La longue chaîne de négligences derrière le déversement de l’Exxon Valdez
Un équipage insouciant, un bâtiment mal conçu, de l’équipement défectueux, une réglementation affaiblie par le lobbying, un plan d’urgence désuet… Si le déversement du superpétrolier a eu des conséquences aussi graves, le 24 mars 1989, c’est à cause d’une série de manquements dans à peu près tous les maillons de la chaîne pétrolière. Le journaliste Étienne Leblanc raconte à Jacques Beauchamp comment la réaction inadéquate des autorités américaines a transformé un accident en l’un des plus grands désastres écologiques de l’histoire.
En tout, ce sont 40 000 tonnes, ou 42 millions de litres, de pétrole brut qui se sont déversés dans la baie du Prince-William, causant la mort de 250 000 oiseaux marins et des deux tiers de la population d’épaulards des environs, et compromettant la pêche pratiquée dans la région.
Trente ans plus tard, on trouve encore du pétrole sur les plages et les côtes au large desquelles la catastrophe est survenue.
Comédie d’erreurs
Peu après la sortie d’un étroit passage maritime avec un pilote d’appoint, le 23 mars 1989, le capitaine passe la barre à son second, qui la donne lui-même à son apprenti.
Pour éviter des morceaux d’iceberg, le capitaine ordonne de dévier du couloir de navigation prescrit pour le navire. C’est alors que ce dernier frappe le récif de Bligh, au sud de l’île Busby. L’obstacle était pourtant bien connu, mais le radar du bateau n’est pas opérationnel.
Huit des 11 citernes du pétrolier sont éventrées, 4 minutes après le début du Vendredi saint.
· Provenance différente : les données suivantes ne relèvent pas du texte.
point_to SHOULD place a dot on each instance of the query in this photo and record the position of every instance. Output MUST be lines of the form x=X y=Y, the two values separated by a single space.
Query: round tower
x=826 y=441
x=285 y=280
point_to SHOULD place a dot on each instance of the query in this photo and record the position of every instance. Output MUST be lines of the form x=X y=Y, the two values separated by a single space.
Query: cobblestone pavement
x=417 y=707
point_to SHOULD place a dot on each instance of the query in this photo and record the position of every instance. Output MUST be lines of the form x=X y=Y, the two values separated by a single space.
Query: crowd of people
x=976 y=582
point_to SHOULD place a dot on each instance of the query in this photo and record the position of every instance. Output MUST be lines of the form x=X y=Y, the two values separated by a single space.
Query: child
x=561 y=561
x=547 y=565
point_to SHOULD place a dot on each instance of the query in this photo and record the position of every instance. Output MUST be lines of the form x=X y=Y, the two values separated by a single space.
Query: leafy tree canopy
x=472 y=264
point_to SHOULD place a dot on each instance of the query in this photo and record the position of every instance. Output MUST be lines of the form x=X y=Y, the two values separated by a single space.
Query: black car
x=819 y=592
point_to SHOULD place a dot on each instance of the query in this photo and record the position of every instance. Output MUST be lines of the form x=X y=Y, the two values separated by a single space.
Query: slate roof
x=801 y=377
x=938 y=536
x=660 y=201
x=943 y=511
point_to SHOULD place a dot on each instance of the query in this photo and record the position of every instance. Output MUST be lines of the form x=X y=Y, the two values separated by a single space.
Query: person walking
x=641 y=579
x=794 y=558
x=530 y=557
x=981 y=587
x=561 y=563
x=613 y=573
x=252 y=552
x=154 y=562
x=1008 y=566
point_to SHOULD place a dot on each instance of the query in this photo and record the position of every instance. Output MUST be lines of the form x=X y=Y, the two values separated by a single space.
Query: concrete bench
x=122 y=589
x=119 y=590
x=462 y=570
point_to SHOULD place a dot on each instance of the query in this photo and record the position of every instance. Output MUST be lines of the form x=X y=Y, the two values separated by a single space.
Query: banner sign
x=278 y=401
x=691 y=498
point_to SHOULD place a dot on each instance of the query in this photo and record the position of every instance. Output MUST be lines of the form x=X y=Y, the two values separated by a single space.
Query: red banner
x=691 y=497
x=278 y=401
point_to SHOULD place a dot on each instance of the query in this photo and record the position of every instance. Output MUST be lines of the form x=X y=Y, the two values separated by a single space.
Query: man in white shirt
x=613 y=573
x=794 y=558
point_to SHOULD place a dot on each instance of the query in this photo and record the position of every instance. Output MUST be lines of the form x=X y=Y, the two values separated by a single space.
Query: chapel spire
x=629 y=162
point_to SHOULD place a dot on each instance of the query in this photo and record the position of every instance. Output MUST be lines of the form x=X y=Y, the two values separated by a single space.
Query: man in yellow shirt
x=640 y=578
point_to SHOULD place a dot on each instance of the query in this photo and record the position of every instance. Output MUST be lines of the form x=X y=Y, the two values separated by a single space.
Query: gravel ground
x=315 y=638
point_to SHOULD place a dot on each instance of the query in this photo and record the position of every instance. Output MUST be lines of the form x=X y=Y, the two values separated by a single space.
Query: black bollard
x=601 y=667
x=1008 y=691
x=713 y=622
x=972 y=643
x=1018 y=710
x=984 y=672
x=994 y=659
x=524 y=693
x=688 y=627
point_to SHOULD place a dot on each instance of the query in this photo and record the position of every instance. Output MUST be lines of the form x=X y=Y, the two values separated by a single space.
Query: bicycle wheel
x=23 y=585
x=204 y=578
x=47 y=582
Le capitaine, soupçonné plus tard d’avoir été en état d’ébriété au moment de l’accident, passe un appel d’urgence, mais il faudra 12 heures avant qu’une première équipe d’intervention ne soit sur les lieux. Quand cette dernière arrive, du dispersant chimique est appliqué maladroitement et rate sa cible. C’est ainsi que le pétrole, alors déversé sur un kilomètre ou deux, forme une mare de 700 km au large des côtes.
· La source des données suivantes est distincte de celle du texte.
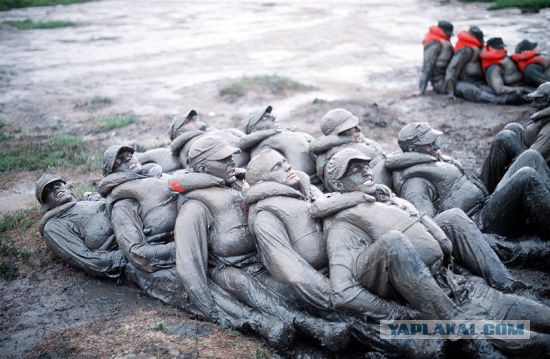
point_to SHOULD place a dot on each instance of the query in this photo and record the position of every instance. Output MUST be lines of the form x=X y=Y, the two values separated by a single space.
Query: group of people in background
x=480 y=71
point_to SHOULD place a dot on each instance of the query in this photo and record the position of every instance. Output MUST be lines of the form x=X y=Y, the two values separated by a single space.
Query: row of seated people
x=478 y=71
x=264 y=249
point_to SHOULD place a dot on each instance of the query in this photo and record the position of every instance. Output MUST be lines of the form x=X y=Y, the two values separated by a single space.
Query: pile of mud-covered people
x=478 y=71
x=274 y=232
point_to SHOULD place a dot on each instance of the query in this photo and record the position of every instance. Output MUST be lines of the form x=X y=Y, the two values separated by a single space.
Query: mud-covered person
x=263 y=132
x=185 y=129
x=341 y=130
x=534 y=65
x=501 y=72
x=434 y=182
x=78 y=230
x=437 y=54
x=464 y=76
x=383 y=252
x=213 y=241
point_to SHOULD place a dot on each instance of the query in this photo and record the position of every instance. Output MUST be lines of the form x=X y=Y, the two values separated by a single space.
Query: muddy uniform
x=464 y=75
x=379 y=254
x=294 y=146
x=80 y=233
x=333 y=124
x=534 y=66
x=501 y=73
x=437 y=54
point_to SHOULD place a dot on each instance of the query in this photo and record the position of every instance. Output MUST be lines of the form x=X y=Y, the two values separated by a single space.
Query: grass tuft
x=96 y=101
x=60 y=151
x=272 y=84
x=15 y=4
x=28 y=24
x=116 y=121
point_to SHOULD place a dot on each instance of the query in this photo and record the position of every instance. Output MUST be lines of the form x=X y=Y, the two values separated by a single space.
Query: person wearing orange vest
x=437 y=54
x=464 y=75
x=534 y=66
x=501 y=73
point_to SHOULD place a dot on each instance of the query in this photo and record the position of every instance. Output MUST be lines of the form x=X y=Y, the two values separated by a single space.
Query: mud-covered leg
x=472 y=251
x=250 y=291
x=504 y=148
x=394 y=257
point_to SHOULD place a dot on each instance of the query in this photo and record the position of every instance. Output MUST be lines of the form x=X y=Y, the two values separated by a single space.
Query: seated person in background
x=437 y=54
x=501 y=73
x=464 y=75
x=186 y=129
x=213 y=241
x=340 y=130
x=383 y=253
x=534 y=66
x=78 y=230
x=263 y=132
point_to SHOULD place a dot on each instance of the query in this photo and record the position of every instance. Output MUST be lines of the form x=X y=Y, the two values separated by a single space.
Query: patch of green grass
x=28 y=24
x=15 y=226
x=272 y=84
x=116 y=121
x=96 y=101
x=14 y=4
x=61 y=151
x=524 y=5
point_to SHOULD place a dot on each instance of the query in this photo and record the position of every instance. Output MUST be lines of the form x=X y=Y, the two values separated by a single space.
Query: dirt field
x=155 y=59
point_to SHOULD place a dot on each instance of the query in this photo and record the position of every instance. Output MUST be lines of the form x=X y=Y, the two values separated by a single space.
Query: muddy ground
x=155 y=59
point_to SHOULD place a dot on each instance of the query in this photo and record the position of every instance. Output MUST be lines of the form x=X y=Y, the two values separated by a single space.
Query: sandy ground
x=156 y=59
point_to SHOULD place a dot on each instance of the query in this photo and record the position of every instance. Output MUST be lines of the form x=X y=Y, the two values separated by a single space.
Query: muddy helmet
x=255 y=117
x=211 y=148
x=109 y=157
x=338 y=164
x=525 y=45
x=446 y=26
x=337 y=121
x=42 y=182
x=476 y=32
x=416 y=134
x=176 y=126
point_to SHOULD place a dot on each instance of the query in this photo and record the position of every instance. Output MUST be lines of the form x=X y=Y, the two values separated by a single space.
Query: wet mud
x=157 y=59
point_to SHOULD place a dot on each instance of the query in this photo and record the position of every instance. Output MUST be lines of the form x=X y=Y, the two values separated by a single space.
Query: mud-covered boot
x=330 y=335
x=278 y=333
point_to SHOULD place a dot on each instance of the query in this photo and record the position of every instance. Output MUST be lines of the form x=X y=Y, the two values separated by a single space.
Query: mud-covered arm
x=344 y=248
x=282 y=261
x=63 y=240
x=430 y=56
x=421 y=193
x=455 y=68
x=495 y=78
x=128 y=228
x=191 y=235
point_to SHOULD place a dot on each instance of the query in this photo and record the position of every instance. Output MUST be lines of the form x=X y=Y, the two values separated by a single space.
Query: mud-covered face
x=57 y=193
x=126 y=161
x=195 y=124
x=267 y=122
x=354 y=133
x=224 y=168
x=358 y=177
x=279 y=170
x=432 y=149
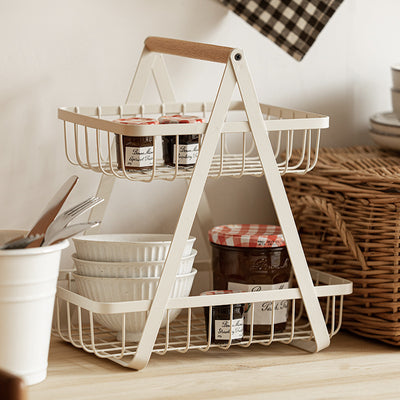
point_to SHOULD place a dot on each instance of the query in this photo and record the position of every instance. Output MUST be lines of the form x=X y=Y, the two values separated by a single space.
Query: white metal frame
x=236 y=73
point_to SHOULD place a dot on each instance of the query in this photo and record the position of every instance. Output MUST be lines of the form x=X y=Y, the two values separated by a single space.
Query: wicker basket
x=348 y=214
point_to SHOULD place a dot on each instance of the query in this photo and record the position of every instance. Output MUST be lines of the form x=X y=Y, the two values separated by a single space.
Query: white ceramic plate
x=385 y=123
x=144 y=269
x=129 y=289
x=126 y=247
x=386 y=141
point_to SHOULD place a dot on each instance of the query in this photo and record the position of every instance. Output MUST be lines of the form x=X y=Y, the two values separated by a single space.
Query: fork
x=62 y=220
x=21 y=242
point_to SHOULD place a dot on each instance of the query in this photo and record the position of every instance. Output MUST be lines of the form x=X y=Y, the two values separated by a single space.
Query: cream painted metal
x=93 y=131
x=74 y=318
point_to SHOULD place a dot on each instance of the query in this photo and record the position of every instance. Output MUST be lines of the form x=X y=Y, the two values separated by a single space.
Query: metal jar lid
x=179 y=119
x=247 y=235
x=137 y=121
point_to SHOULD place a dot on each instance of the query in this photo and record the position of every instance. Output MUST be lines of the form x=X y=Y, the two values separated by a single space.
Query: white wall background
x=85 y=52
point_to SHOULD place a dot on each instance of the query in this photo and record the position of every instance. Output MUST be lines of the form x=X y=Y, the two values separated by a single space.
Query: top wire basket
x=90 y=135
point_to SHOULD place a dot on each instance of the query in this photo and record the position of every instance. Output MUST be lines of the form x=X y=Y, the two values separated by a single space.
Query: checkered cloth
x=247 y=235
x=293 y=25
Sur celles-ci, davantage de dispersant chimique est utilisé, aggravant les conséquences de l’accident sur l’écosystème. Des mois plus tard, on n’a récupéré que 15 % du pétrole écoulé.
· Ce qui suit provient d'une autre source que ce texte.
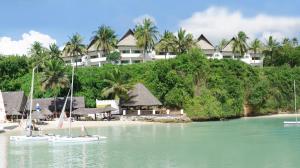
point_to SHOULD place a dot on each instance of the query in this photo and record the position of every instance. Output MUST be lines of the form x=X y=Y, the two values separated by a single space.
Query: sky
x=53 y=21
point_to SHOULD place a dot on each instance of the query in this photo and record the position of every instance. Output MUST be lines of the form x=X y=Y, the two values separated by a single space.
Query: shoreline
x=52 y=125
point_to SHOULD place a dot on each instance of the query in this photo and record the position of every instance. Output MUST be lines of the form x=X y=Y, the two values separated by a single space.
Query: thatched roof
x=49 y=103
x=204 y=44
x=14 y=102
x=85 y=111
x=141 y=96
x=128 y=39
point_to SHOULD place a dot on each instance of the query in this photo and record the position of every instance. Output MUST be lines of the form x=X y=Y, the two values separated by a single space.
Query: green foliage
x=206 y=89
x=113 y=57
x=204 y=107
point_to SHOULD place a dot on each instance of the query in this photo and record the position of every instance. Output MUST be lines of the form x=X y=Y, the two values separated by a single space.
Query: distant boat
x=29 y=126
x=70 y=138
x=296 y=122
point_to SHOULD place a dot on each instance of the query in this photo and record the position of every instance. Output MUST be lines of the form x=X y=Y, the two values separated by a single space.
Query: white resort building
x=130 y=53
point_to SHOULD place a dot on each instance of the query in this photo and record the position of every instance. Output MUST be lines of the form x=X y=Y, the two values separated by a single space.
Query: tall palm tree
x=146 y=35
x=256 y=45
x=54 y=78
x=105 y=39
x=38 y=54
x=75 y=47
x=240 y=43
x=166 y=43
x=117 y=86
x=184 y=41
x=270 y=47
x=295 y=42
x=54 y=52
x=222 y=44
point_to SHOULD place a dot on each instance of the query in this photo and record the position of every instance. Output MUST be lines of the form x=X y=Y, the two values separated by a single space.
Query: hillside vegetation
x=206 y=89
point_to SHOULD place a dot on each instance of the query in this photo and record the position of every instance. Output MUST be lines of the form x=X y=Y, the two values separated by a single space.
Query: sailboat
x=29 y=125
x=296 y=122
x=70 y=138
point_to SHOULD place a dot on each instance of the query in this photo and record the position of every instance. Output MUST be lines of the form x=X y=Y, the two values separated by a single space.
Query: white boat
x=29 y=126
x=1 y=129
x=31 y=138
x=70 y=138
x=296 y=122
x=77 y=138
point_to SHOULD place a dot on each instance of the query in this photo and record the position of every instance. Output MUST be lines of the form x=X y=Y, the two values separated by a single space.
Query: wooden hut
x=141 y=101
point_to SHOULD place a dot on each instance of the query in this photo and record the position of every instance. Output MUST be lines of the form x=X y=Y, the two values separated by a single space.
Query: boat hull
x=292 y=122
x=67 y=139
x=25 y=138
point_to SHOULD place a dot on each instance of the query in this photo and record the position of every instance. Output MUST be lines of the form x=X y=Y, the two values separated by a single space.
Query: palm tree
x=167 y=43
x=295 y=42
x=54 y=52
x=184 y=41
x=105 y=39
x=146 y=35
x=117 y=86
x=240 y=43
x=256 y=45
x=222 y=44
x=54 y=78
x=270 y=47
x=37 y=54
x=74 y=47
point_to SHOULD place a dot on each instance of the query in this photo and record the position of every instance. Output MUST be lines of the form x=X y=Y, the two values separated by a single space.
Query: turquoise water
x=242 y=143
Des procès longs et peu productifs
Les actions judiciaires contre Exxon, qui tente sans succès de mettre en cause son capitaine, se poursuivent jusque dans les années 2000. Au terme des procédures, la multinationale est condamnée à payer 500 millions de dollars aux 30 000 plaignants – les pêcheurs et autres personnes touchées par la catastrophe –, dont 4000 sont morts pendant le délai.
Cette somme s’ajoute aux 2,5 milliards déboursés par la société pour le nettoyage du site de l’accident, qui a nécessité 10 000 bateaux et des milliers de travailleurs.
Resserrements
Il est admis aujourd’hui qu’une réglementation aurait dû forcer l’Exxon Valdez à demeurer dans son couloir maritime, et obliger Exxon à installer une double coque sur ses bateaux, de même qu’à se doter d’un plan d’urgence régulièrement mis à jour.
Depuis la catastrophe, la société a apporté les changements nécessaires. Le gouvernement américain impose également la double coque et le respect des couloirs aux pétroliers.
À la suite de l’explosion de la plateforme pétrolière Deepwater Horizon, en 2010, le gouvernement Obama a par ailleurs cherché à mieux encadrer le transport maritime du pétrole, mais l’arrivée au pouvoir de Donald Trump a plutôt imposé un recul à la protection des milieux marins.
Selon Étienne Leblanc, l’assouplissement des règles pour les pétrolières, couplé à un intérêt croissant pour l’exploration en Arctique en raison du réchauffement climatique, rend bien réel le risque qu’un tel accident se produise à nouveau.